Last weekend in the suburbs, Ellen “Treffly” Coyne took her children to Wal-Mart to donate some money to Salvation army. As a result she was arrested.
“My 2-year-old had fallen fast asleep,” Coyne said. “It was sleeting, and I said, ‘I’m not going to risk carrying my kid and falling.’”
Pretty sound thinking if you ask me.
So she turned off the engine, put her hazard lights on, locked the car and walked 30 feet from the car to get a few snapshots of the girls, Coyne said.
“I was always within ear- and eyeshot of the car,” Coyne said. “It was a five-minute affair.”
But that was enough time to get the mother of three in serious trouble with the law.

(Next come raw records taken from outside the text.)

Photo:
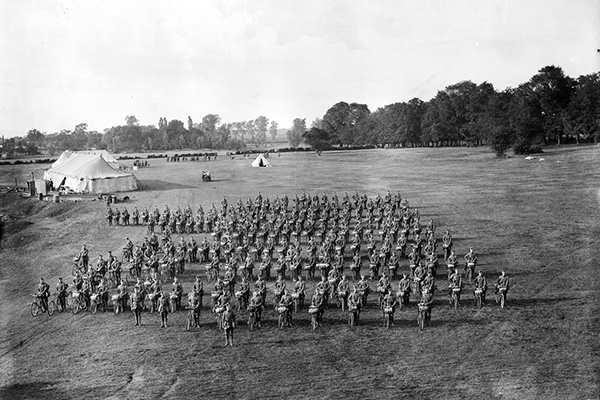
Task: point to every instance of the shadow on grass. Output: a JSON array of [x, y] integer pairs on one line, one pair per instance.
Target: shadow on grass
[[536, 302], [155, 184], [33, 390]]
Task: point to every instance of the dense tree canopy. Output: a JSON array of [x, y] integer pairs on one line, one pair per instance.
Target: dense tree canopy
[[549, 108]]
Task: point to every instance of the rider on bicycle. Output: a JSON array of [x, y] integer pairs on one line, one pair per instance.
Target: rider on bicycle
[[61, 293], [178, 290], [471, 257], [195, 304], [455, 281], [43, 293], [318, 300], [389, 302], [324, 288], [502, 283], [300, 288], [287, 301], [256, 303], [481, 283]]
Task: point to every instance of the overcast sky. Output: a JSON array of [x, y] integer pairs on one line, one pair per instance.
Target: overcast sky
[[67, 62]]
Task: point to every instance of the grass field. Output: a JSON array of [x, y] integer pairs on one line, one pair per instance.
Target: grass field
[[538, 220]]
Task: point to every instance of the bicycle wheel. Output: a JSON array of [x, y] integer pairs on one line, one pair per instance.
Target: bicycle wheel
[[76, 307], [421, 320], [251, 320], [51, 308], [35, 309]]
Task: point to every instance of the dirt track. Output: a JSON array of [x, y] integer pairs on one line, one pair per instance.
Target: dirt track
[[538, 220]]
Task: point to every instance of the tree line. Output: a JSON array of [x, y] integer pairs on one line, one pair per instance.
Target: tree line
[[132, 137], [550, 107]]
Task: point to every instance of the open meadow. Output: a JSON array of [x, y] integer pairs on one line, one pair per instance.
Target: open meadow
[[537, 220]]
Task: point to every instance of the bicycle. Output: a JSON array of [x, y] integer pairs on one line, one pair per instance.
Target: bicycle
[[423, 316], [283, 316], [190, 318], [252, 316], [387, 316], [313, 311], [403, 297], [478, 300], [501, 296], [78, 302], [96, 303], [117, 304], [455, 297], [353, 317], [37, 308]]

Coyne said when she turned around, a uniformed police officer was standing by her car and told Coyne, “You’re not going anywhere.”
She was not only arrested for child endangerment but like any reasonable person she resisted being arrested. (Resisting arrest has to be the most prevalent charge in America, right?)
So according to the police officer she was endangering her daughter. How did the agents of the state rectify this?
Officers then went to her car and started the engine with the baby inside — “exposing my child to carbon monoxide poisoning,” Coyne said. She assumed the other girls were in police custody.
She assumed wrong. The great protector of children had …
“…abandoned my other daughters at the Wal-Mart,” said Janecyk, who eventually found them seated on a bench in the Wal-Mart. “I asked them why they didn’t ask for help, but they said the police scared them.”
Is it possible we live in a police state, but generally have not realized it yet?